Localized Watches and Warnings

Localized Watches and Warnings are relatively short in duration and are typically issued for a single marine forecast area or portion of a marine area. Localized Watches and Warnings are issued in a special bulletin that indicates the status of the event, using the keywords “new” or “in effect” or “ended.”

Localized Watches and Warnings can be issued for such hazardous events as Squalls, Tornadoes, Waterspouts, High Water Levels and any other undefined event using a Special Marine notice. Localized Watches and Warnings are only issued on short notice (less than six hours in advance) and are ended soon after the prevailing conditions have passed.

Squall Watches and Warnings

Squalls usually occur when conditions, such as severe thunderstorms, are affecting a marine area. Squall Watches and Warnings are relevant to all marine interests and can be issued for all marine areas (coastal, inland and offshore) that have a regular or recreational marine forecast.

Squall Watches come into effect when there is the possibility of sudden, strong, gusty winds of 34 knots or greater over the marine area.
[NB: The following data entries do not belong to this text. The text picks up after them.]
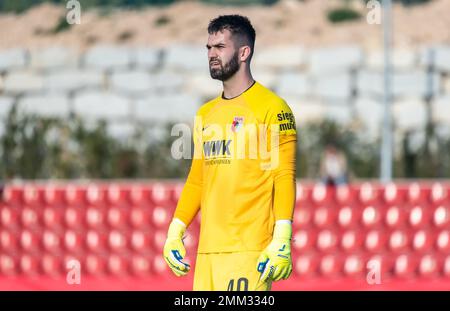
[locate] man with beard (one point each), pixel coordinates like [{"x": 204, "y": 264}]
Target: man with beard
[{"x": 246, "y": 199}]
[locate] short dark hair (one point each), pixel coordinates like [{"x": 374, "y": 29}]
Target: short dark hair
[{"x": 238, "y": 25}]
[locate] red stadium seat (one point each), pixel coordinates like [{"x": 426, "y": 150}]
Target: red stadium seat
[
  {"x": 75, "y": 195},
  {"x": 33, "y": 195},
  {"x": 29, "y": 241},
  {"x": 29, "y": 265},
  {"x": 405, "y": 266},
  {"x": 96, "y": 241},
  {"x": 13, "y": 195},
  {"x": 8, "y": 242},
  {"x": 443, "y": 241},
  {"x": 117, "y": 265},
  {"x": 51, "y": 241},
  {"x": 141, "y": 266},
  {"x": 9, "y": 217},
  {"x": 161, "y": 217},
  {"x": 423, "y": 241},
  {"x": 324, "y": 217},
  {"x": 54, "y": 195},
  {"x": 140, "y": 195},
  {"x": 395, "y": 195},
  {"x": 117, "y": 217},
  {"x": 74, "y": 217},
  {"x": 29, "y": 218},
  {"x": 418, "y": 194},
  {"x": 385, "y": 262},
  {"x": 372, "y": 216},
  {"x": 441, "y": 216},
  {"x": 348, "y": 216},
  {"x": 161, "y": 194},
  {"x": 51, "y": 265},
  {"x": 304, "y": 240},
  {"x": 95, "y": 265},
  {"x": 419, "y": 217},
  {"x": 327, "y": 240},
  {"x": 395, "y": 216},
  {"x": 96, "y": 217},
  {"x": 351, "y": 241},
  {"x": 118, "y": 195},
  {"x": 428, "y": 266},
  {"x": 399, "y": 241},
  {"x": 117, "y": 241},
  {"x": 368, "y": 194},
  {"x": 438, "y": 193},
  {"x": 96, "y": 195},
  {"x": 446, "y": 267},
  {"x": 8, "y": 265},
  {"x": 345, "y": 195},
  {"x": 306, "y": 266},
  {"x": 375, "y": 240},
  {"x": 73, "y": 241},
  {"x": 302, "y": 217},
  {"x": 52, "y": 217},
  {"x": 354, "y": 266},
  {"x": 323, "y": 195},
  {"x": 330, "y": 265},
  {"x": 159, "y": 238},
  {"x": 140, "y": 218},
  {"x": 140, "y": 241},
  {"x": 160, "y": 266}
]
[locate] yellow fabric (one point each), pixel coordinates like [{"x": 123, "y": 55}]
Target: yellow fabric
[
  {"x": 240, "y": 193},
  {"x": 228, "y": 272}
]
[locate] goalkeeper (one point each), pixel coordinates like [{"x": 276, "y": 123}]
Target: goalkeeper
[{"x": 246, "y": 202}]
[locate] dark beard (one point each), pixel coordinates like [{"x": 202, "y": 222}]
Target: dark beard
[{"x": 225, "y": 72}]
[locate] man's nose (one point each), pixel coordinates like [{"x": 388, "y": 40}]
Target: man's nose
[{"x": 212, "y": 53}]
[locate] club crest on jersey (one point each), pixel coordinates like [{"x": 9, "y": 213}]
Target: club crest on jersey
[{"x": 237, "y": 124}]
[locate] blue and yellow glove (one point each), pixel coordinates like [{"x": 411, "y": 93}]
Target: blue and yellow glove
[
  {"x": 174, "y": 250},
  {"x": 275, "y": 262}
]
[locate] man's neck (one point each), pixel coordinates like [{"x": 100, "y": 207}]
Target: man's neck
[{"x": 237, "y": 85}]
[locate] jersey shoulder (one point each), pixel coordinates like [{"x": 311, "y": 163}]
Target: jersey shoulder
[{"x": 206, "y": 107}]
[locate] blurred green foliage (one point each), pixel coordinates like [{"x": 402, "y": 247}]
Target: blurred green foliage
[
  {"x": 40, "y": 148},
  {"x": 343, "y": 14},
  {"x": 19, "y": 6}
]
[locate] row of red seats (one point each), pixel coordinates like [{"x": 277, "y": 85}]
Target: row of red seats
[
  {"x": 120, "y": 229},
  {"x": 95, "y": 194},
  {"x": 85, "y": 242},
  {"x": 305, "y": 265},
  {"x": 159, "y": 193},
  {"x": 371, "y": 216},
  {"x": 99, "y": 218},
  {"x": 326, "y": 240}
]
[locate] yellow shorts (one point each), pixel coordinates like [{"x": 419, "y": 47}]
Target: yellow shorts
[{"x": 228, "y": 272}]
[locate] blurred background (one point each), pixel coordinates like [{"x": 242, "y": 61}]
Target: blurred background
[{"x": 88, "y": 102}]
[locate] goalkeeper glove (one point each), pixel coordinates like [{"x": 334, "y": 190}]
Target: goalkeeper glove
[
  {"x": 275, "y": 262},
  {"x": 174, "y": 250}
]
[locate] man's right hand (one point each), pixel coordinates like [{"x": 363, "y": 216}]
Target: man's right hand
[{"x": 174, "y": 250}]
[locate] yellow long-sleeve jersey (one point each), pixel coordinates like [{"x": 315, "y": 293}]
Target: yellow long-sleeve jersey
[{"x": 242, "y": 176}]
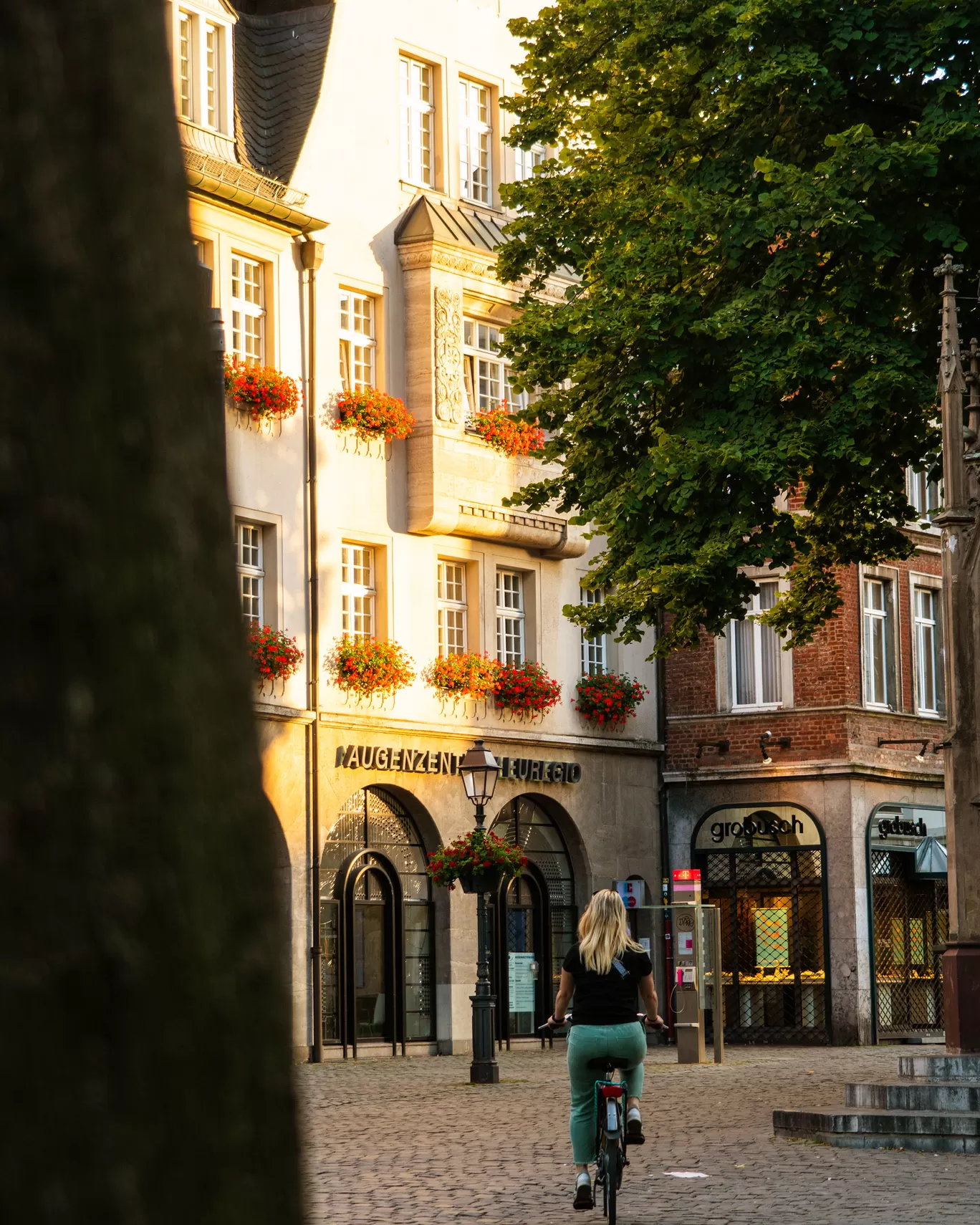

Squall Warnings come into effect when sudden, strong, gusty winds of 34 knots or greater are either forecast or observed over the marine area.

Tornado Watches and Warnings

Tornadoes can develop when conditions, such as severe thunderstorms, are affecting a marine area. Tornado Watches and Warnings are relevant to all marine interests and can be issued for all marine areas (coastal, inland and offshore) that have a regular or recreational marine forecast being produced for them.

Tornado Watches come into effect when severe thunderstorms have developed over a marine area, and the conditions are conducive for the development of one or more tornadoes within the marine area during the time specified in the watch.

Tornado Warnings come into effect when there is evidence of tornado formation (i.e. reliable observation, radar, etc.), or an existing tornado is moving from land to an adjacent marine area. Details about the expected development, movement and duration of the tornado will be provided in the warning message.

Waterspout Watches

Waterspouts can form during unstable conditions when cool air moves over relatively warmer water. Waterspout Watches are relevant to all marine interests and can be issued for all marine areas (coastal, inland and offshore) that have a regular or recreational marine forecast.

Waterspout Watches come into effect when conditions for the development of cold-air waterspouts are forecast over a marine area during the time specified in the watch.

High Water Level Warnings

Abnormally high water levels along coastal regions can be caused by the development of one or more of the following events in combination: tropical or non-tropical storms, strong winds, high waves, and high tides. High Water Level Warnings are relevant to all coastal marine forecast areas that have a regular or recreational marine forecast along the shores of the Great Lakes and the coasts of New Brunswick, Nova Scotia, Prince Edward Island, and Newfoundland and Labrador.

High Water Level Warnings come into effect in order to warn mariners and coastal populations, about the potential impacts of abnormally high water levels or waves on coastal or shoreline areas.

Special Marine Watches and Warnings

All other non-specified marine weather conditions that may warrant a watch or warning being issued will be covered in a Special Marine Watch or Warning.

Special Marine Watches can be issued when conditions are conducive for the development of any other weather-related phenomena that may pose a hazard to local marine operations. For example, a marine forecaster may decide to issue a Special Marine Watch when a small band of freezing precipitation is occurring, or is forecast to occur, over a marine area.

Special Marine Warnings can be issued for any other weather-related phenomena which may result in a hazardous impact on local marine operations. For example, a marine forecaster may decide to issue a Special Marine Warning when an extended period of freezing precipitation is forecast over a marine area that may result in hazardous icing conditions on marine infrastructure.